1. Use heavy cutlery and glasses: This is a great way to improve the percieved cost and quality of food. Heavier items trick guests into thinking that food or wine is better quality, so is a cost-effective way of improving the meal.
2. Changing the colour of the plate can change the perception of food :For example, presenting dessert on a white plate makes it taste sweeter. Alternatively, serving on a red plate sends unconscious warning signs to the brain so can help us eat less if you want to reduce portion size.
3. Promote a sense of Christmas through smell: waft cinnamon/pine smells or light a candle. Candles will also improve the ambiance and make the occasion feel special.
4. Play carols or classical music: This heightens the sense of importance and make people enjoy the food more
5. Make the food look pretty: Take care in presentation rather than dumping it on the plate to help the meal to look more expensive and better quality. For example, people tend to like symmetry on the plate.
Here’s a super cheap and healthy twist on classic christmas stuffing that still tastes like christmas on a plate!
2 cups (200g) quinoa
2 cups vegetable stock
3 large apples
2 sweet potatoes
2 tablespoons honey
1 cup cranberries
2 chopped white onions
2-4 sprigs of Sage
2-4 thyme of Sage
1 tablespoon lemon juice
1 tablespoon soy sauce
1 cup chopped hazelnuts
1. Rinse quinoa. Combine with 2 cups boiling veg stock and simmer for 20mins until quinoa is fluffy.
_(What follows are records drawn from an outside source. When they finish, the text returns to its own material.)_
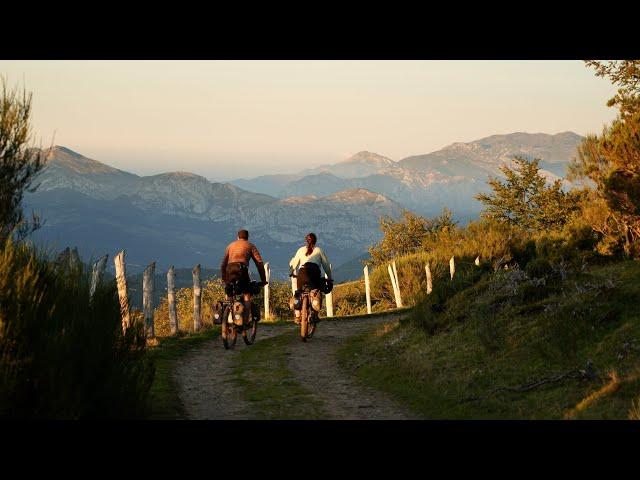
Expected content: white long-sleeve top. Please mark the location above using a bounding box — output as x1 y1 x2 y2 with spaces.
289 246 331 278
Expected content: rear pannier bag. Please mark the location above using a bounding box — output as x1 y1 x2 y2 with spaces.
251 302 260 322
231 302 244 325
213 300 224 325
309 289 322 312
289 290 302 310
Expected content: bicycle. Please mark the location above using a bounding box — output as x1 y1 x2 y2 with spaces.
213 282 263 350
289 274 322 342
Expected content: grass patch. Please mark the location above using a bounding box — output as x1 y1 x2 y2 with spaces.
234 329 325 420
150 326 220 420
339 261 640 419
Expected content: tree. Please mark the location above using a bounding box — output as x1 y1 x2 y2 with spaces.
0 79 44 243
369 208 456 265
585 60 640 117
570 111 640 257
569 60 640 257
476 157 579 231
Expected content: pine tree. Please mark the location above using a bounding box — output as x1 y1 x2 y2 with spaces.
476 157 579 231
0 79 44 243
570 60 640 257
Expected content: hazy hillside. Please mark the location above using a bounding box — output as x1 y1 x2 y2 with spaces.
234 132 582 220
25 147 401 277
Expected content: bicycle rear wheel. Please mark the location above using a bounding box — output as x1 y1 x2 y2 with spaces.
300 295 309 342
307 310 318 338
242 320 258 345
220 307 238 350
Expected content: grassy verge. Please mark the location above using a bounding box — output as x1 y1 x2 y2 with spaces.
234 330 324 420
150 327 220 420
339 262 640 419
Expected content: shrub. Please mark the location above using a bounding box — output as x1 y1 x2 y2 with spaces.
0 241 154 419
525 258 553 278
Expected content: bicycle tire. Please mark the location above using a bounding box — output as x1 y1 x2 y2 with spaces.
220 307 238 350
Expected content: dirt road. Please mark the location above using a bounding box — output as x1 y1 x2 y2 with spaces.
174 314 416 420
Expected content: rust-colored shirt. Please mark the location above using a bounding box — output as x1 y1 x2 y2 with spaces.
220 239 267 282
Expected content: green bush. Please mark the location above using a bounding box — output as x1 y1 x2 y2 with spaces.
0 241 154 419
525 258 553 278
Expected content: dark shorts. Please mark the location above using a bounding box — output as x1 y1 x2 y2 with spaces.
224 263 251 296
298 262 322 290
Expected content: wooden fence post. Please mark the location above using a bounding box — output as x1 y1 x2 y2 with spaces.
393 260 402 307
387 265 402 308
364 265 371 315
449 257 456 281
192 264 202 332
142 262 156 338
264 262 271 320
113 250 131 331
167 265 179 335
89 255 109 298
324 264 333 317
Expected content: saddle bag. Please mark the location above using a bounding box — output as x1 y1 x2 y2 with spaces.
320 278 333 295
227 262 249 283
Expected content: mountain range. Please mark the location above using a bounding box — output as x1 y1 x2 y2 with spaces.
25 132 582 280
231 132 582 220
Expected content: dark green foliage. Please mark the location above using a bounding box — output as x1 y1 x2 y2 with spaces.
569 60 640 258
369 208 456 265
476 157 580 231
525 258 553 278
0 79 44 243
0 241 154 419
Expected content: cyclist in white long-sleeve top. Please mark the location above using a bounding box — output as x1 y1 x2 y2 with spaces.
289 233 333 318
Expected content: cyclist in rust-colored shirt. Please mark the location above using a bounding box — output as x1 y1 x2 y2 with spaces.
220 230 267 323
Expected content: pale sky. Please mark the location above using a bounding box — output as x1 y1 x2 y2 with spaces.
0 60 615 180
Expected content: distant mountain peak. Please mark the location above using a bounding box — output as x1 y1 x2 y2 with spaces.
340 150 395 166
324 188 392 203
42 145 136 177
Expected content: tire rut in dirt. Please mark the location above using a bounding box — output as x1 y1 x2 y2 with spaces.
287 315 418 420
173 323 283 420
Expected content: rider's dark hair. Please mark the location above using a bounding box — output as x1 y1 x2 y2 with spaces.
304 233 318 256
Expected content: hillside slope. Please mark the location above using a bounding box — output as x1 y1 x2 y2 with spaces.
340 261 640 419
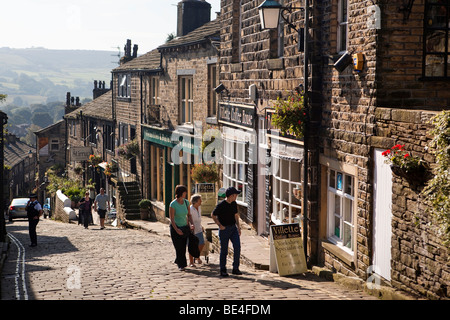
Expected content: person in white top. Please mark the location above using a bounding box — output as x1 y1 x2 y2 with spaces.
189 194 205 267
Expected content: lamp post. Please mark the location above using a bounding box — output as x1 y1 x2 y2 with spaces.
0 111 8 242
258 0 310 256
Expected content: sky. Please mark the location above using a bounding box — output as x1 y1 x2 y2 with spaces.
0 0 220 55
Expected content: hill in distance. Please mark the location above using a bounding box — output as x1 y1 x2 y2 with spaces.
0 47 119 107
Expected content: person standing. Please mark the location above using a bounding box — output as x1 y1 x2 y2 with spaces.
189 194 205 267
25 194 43 247
80 191 92 229
169 185 193 271
211 187 242 277
94 188 111 230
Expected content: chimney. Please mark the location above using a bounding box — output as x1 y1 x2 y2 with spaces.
120 39 138 65
92 80 110 99
177 0 211 37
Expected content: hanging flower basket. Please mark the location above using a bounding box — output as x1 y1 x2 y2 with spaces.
89 154 103 168
272 93 306 138
382 144 429 187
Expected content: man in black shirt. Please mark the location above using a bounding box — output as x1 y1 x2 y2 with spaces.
211 187 242 277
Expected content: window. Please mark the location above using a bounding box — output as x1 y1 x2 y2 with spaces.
103 125 114 151
117 74 131 98
423 0 450 78
231 0 242 63
179 77 194 123
272 157 302 224
50 139 59 151
208 64 217 117
337 0 348 52
119 123 128 144
223 139 248 202
151 77 159 105
88 121 97 144
328 169 355 253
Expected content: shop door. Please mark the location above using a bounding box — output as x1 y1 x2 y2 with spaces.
372 149 392 281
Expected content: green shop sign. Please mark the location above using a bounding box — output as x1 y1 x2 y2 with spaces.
142 127 202 154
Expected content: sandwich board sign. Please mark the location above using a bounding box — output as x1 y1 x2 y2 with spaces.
270 223 308 276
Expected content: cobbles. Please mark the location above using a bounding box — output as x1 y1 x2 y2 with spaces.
1 220 377 300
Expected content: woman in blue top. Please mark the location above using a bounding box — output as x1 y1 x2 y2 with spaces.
169 185 194 271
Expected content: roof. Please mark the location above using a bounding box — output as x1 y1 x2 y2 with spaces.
64 90 113 120
158 19 221 50
4 137 36 167
112 49 161 72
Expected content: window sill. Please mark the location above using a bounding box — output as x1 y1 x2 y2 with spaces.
322 241 355 269
267 58 284 70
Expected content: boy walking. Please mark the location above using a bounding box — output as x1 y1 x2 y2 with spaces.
211 187 242 277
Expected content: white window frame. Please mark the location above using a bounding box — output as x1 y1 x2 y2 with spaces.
223 138 249 206
179 76 194 124
272 156 302 224
337 0 348 53
327 167 357 255
117 73 131 98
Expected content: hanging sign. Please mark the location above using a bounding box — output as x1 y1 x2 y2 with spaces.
270 223 308 276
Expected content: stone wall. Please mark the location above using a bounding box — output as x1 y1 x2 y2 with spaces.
373 108 450 299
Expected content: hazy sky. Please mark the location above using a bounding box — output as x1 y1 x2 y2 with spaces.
0 0 220 54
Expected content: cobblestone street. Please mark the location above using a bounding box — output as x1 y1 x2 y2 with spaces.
1 220 377 300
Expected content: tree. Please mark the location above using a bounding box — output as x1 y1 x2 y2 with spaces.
31 112 53 128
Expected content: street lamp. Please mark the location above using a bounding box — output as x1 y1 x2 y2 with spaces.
258 0 306 52
258 0 310 257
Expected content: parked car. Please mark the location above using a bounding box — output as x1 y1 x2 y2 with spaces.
8 198 30 221
42 198 52 218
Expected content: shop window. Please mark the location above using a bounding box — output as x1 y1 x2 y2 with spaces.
272 157 302 224
337 0 348 52
179 77 194 124
423 0 450 78
208 64 217 117
327 168 355 253
223 140 248 204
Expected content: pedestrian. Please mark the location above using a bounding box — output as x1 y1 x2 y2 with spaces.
25 194 43 247
79 191 92 229
94 188 111 230
189 194 205 267
169 185 193 271
211 187 242 277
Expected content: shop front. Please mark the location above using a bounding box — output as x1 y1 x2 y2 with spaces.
142 125 201 217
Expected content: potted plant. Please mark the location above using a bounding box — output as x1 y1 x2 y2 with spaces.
139 199 151 220
272 93 306 138
381 144 427 185
191 163 219 183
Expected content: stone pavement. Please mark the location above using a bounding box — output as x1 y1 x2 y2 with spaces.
1 219 377 301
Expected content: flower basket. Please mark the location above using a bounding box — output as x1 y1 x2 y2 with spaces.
88 154 103 167
382 144 429 187
191 163 219 183
272 94 306 139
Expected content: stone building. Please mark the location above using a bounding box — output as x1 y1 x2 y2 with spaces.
219 0 450 298
113 1 220 218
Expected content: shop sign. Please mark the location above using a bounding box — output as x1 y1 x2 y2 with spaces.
219 102 255 128
70 146 92 161
270 223 308 276
143 127 201 154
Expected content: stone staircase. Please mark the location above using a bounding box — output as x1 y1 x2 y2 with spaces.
117 181 141 220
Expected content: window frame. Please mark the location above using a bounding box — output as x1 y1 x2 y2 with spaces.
422 0 450 80
117 73 131 99
336 0 348 53
178 76 194 124
327 167 357 255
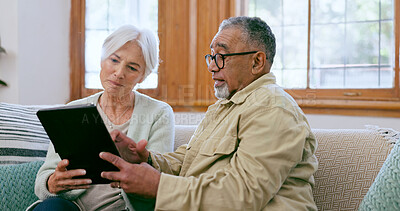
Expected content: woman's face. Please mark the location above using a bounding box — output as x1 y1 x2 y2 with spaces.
100 41 146 97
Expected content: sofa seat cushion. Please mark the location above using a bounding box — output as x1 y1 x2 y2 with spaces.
313 129 393 210
0 161 43 210
0 103 50 165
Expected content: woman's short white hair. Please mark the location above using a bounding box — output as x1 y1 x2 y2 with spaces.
101 25 159 78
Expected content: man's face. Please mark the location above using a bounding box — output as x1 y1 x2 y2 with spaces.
208 28 253 99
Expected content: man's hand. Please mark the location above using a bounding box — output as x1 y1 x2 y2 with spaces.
47 159 92 194
111 130 149 163
100 152 161 198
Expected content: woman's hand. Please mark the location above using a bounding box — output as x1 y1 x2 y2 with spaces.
47 159 92 194
111 130 149 163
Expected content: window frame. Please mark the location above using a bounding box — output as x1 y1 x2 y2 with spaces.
70 0 400 117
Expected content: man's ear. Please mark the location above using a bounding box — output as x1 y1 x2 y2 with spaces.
251 51 267 75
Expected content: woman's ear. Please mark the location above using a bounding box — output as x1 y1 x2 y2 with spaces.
251 51 267 75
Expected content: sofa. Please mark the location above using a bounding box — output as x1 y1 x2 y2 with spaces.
0 103 400 211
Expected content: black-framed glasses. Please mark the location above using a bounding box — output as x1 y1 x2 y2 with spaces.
205 51 258 69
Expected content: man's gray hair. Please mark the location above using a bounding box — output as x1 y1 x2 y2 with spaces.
101 25 160 78
219 16 276 64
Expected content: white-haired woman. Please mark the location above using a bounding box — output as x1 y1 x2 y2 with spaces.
31 25 174 210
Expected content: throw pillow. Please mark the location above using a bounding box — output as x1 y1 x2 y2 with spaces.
0 103 50 165
359 141 400 210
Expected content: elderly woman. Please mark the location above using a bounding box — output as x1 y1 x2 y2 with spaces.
28 25 174 210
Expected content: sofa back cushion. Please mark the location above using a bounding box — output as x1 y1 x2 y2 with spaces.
0 103 50 165
313 129 392 210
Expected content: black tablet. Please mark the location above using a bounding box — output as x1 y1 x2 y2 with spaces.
37 105 119 184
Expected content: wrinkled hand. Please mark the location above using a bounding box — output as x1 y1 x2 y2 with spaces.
111 130 149 163
47 159 92 194
100 152 161 198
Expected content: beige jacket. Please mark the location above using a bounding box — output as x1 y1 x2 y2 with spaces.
151 73 318 211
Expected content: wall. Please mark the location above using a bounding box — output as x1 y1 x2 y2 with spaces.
0 0 70 104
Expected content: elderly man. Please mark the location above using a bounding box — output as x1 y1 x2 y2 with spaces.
100 17 317 210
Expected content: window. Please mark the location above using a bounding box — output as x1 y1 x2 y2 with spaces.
249 0 394 89
85 0 158 89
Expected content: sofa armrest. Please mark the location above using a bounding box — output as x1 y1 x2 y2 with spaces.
0 161 44 210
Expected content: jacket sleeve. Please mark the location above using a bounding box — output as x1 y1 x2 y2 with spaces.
156 108 315 210
35 142 85 200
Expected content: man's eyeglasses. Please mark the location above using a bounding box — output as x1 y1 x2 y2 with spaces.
206 51 258 69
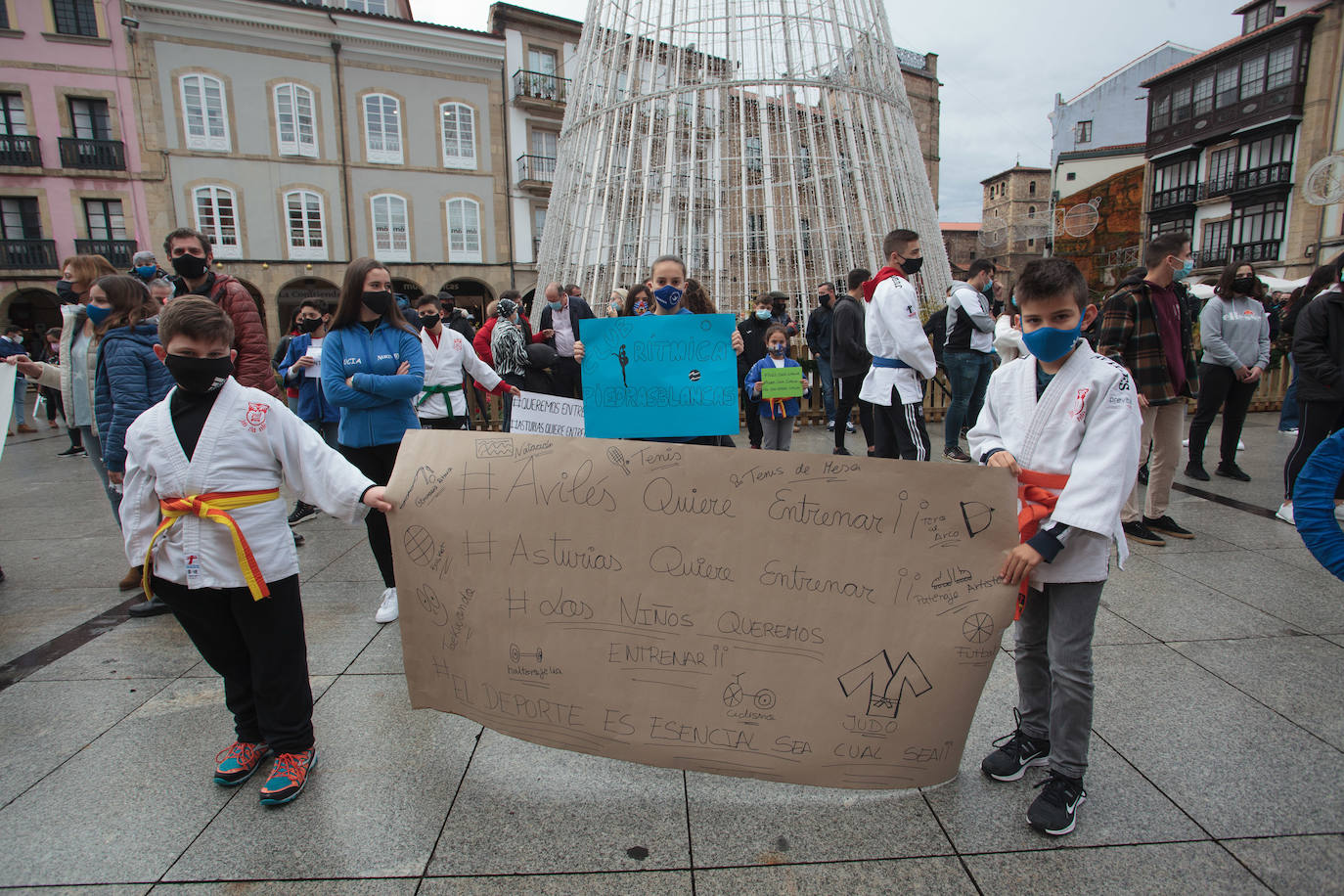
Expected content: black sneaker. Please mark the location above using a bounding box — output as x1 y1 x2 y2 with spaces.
1186 461 1208 482
288 501 317 525
1143 515 1194 539
1124 519 1167 548
1027 770 1088 837
980 709 1050 781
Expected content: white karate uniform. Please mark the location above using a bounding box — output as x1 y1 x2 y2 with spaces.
859 276 938 407
121 377 374 589
416 325 500 419
966 341 1142 587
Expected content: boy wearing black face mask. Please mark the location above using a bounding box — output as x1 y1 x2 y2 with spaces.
121 298 392 806
164 227 281 398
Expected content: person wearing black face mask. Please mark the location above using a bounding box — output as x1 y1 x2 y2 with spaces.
321 258 425 622
1186 262 1270 482
164 227 281 398
277 298 340 525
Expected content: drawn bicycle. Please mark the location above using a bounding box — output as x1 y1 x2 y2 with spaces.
723 672 776 712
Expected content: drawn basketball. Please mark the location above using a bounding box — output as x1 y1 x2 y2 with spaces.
402 525 434 565
961 612 995 644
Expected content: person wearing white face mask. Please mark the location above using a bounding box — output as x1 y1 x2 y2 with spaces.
1097 233 1199 547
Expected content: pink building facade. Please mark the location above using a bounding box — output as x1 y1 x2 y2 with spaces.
0 0 155 331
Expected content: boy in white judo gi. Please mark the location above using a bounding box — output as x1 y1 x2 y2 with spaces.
416 295 521 429
967 258 1142 835
121 298 392 806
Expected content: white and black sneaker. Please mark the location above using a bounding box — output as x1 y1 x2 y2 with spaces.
980 709 1050 781
1027 769 1088 837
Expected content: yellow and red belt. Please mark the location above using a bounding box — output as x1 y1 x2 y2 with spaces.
1012 468 1068 619
141 489 280 601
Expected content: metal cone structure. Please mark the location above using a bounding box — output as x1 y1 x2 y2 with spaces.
539 0 950 318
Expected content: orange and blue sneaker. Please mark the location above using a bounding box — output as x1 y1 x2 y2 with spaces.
253 747 317 806
215 740 270 787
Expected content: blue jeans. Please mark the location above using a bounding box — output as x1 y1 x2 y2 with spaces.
817 355 836 424
942 348 995 449
1278 353 1302 432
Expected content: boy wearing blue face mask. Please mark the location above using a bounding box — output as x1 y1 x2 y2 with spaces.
967 258 1142 835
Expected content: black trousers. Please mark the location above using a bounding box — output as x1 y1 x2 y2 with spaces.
836 374 874 449
340 443 400 589
873 385 930 461
741 389 761 447
1189 364 1258 467
551 355 583 398
1283 399 1344 501
151 575 313 752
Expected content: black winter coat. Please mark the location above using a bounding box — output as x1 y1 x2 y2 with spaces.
1293 287 1344 402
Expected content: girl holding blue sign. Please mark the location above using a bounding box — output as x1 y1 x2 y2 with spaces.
743 324 808 451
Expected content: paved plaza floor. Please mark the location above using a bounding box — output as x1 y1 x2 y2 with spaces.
0 414 1344 896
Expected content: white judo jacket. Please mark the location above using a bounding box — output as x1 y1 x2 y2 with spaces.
966 341 1142 586
121 377 374 589
859 276 938 407
416 327 500 419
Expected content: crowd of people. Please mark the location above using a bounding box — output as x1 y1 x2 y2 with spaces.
0 222 1344 834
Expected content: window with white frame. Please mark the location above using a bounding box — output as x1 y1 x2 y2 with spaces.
285 190 327 260
368 194 411 262
448 199 481 263
191 186 244 258
438 102 475 169
276 85 317 158
179 75 230 152
364 93 402 165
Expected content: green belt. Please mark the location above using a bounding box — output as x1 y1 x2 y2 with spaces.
416 382 463 407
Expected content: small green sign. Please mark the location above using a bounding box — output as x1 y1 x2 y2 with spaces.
761 367 802 400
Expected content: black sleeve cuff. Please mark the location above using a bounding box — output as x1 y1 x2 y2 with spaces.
1027 525 1067 562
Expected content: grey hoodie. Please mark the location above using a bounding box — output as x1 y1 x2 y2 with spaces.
1199 295 1269 371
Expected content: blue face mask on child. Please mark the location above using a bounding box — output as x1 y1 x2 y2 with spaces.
85 305 112 327
653 284 682 310
1021 317 1083 364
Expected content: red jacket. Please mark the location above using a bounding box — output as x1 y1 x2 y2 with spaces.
200 274 281 398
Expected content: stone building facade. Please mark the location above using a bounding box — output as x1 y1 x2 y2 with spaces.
126 0 512 334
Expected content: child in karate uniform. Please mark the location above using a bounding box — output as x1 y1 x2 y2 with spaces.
121 297 391 806
967 258 1142 835
743 324 808 451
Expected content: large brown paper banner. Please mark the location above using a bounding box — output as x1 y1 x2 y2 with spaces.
387 431 1017 787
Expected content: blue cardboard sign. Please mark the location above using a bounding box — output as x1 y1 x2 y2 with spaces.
583 314 738 438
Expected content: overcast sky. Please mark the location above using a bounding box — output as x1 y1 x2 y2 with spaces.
411 0 1240 222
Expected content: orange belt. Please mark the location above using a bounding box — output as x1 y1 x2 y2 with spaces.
141 489 280 601
1013 468 1068 619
2. Meanwhile, Preheat oven to 200. Chop the apples and sweet potato into small cubes. Toss with lemon juice, honey, coconut oil, cinnamon and ginger. Roast for 30-40 mins until soft.
3. Soften the onions in a frying pan with coconut oil for 10mins, until tender. Add honey, thyme, sage, soy sauce and season well.
4. Combine the quinoa with the liquid mixture in a large bowl. Add in the roasted mixture, cranberries and hazelnuts. Fold in thyme and hazelnuts. Season well.